One US passenger Mandi Hamlin hit the press a couple of years ago when she was stopped and wanded by a TSA employee and asked to remove her metal nipple rings. One came out with no problem, but the other got stuck - and eventually had to be removed using pliers. OUCH.

Last year, security officials at Gatwick Airport banned a passenger from carrying a toy soldier on a transatlantic flight. The three-inch plastic toy gun was branded a 'firearm'. Passenger Julie Lloyd, who had bought the figure as a present for her husband, told the Daily Mail:"It is only three inches long and there are no moving parts. There isn't even a trigger." She eventually posted it to herself instead.

When two children tried to take their Christmas gift of Play-Doh past the checkpoint at New Orleans airport, an overzealous agent confiscated it, despite the fact Play-Doh is not on the list of prohibited items. Apparently, aents can use "their own discretion". Never mind that millions have been invested on explosive detection equipment: it wasn't deemed necesary to use it. Running Play-Doh through the explosives detector would have taken under a minute...

In 2011, security officials at Florida airport patted down a 95-year-old cancer sufferer and made her remove her adult 'nappy' during the search. She was then forced to go through airport security without any underwear. CNN reported that Jena Weber was travelling with her mother, who was in the final stages of her battle with leukaemia, last June to see relatives. In response to the incident, the TSA said:"We have reviewed the circumstances involving this screening and determined that our officers acted professionally and according to proper procedure."

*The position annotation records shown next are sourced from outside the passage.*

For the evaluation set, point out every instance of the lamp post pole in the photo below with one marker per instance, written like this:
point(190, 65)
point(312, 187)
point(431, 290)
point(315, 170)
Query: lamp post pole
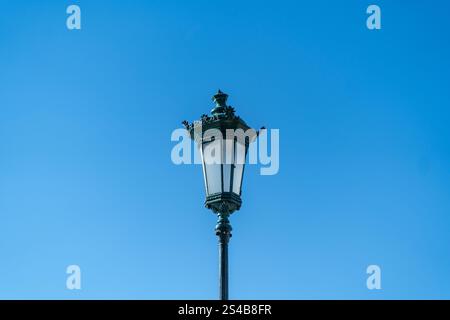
point(223, 231)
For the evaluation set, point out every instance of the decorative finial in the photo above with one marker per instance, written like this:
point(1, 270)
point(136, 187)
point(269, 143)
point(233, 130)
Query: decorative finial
point(220, 99)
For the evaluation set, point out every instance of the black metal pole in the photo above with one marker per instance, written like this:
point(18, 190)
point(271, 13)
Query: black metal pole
point(223, 231)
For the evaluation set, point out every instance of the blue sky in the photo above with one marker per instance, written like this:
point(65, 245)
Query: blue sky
point(86, 176)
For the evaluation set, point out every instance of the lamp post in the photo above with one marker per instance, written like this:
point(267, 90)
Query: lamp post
point(223, 140)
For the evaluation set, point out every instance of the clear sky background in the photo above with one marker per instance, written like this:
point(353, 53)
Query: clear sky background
point(86, 176)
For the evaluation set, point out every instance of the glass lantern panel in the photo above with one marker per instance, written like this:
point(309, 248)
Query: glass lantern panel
point(227, 160)
point(238, 167)
point(212, 155)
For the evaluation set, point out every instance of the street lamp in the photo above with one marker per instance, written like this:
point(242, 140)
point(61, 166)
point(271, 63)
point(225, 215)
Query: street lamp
point(223, 140)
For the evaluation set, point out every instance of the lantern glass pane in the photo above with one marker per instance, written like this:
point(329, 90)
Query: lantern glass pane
point(212, 155)
point(238, 167)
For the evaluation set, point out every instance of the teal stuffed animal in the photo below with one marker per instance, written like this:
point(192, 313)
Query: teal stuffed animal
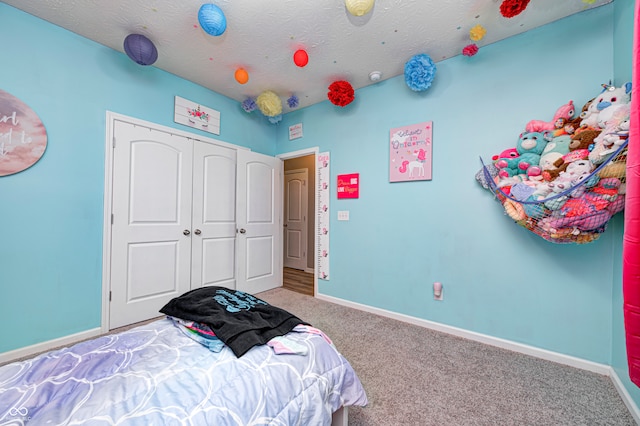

... meanwhile, in August 2012, a boy of 11 managed to slip through security at Manchester Airport and fly to Rome without a passport or barding pass. Liam Corcoran evaded five security checks to join the Jet2.com flight unaccompanied.

2012 was the year of "naked" body scanner in the UK - and it caused massive controversy. Passengers refusing to pass through them have, in the past, been banned from flying. The scanners -0 which gave security officers an eyeful - have now been banned by the EU, (ironically on safety grounds) - but not before millions have been spent on installing them... plane madness? We think so!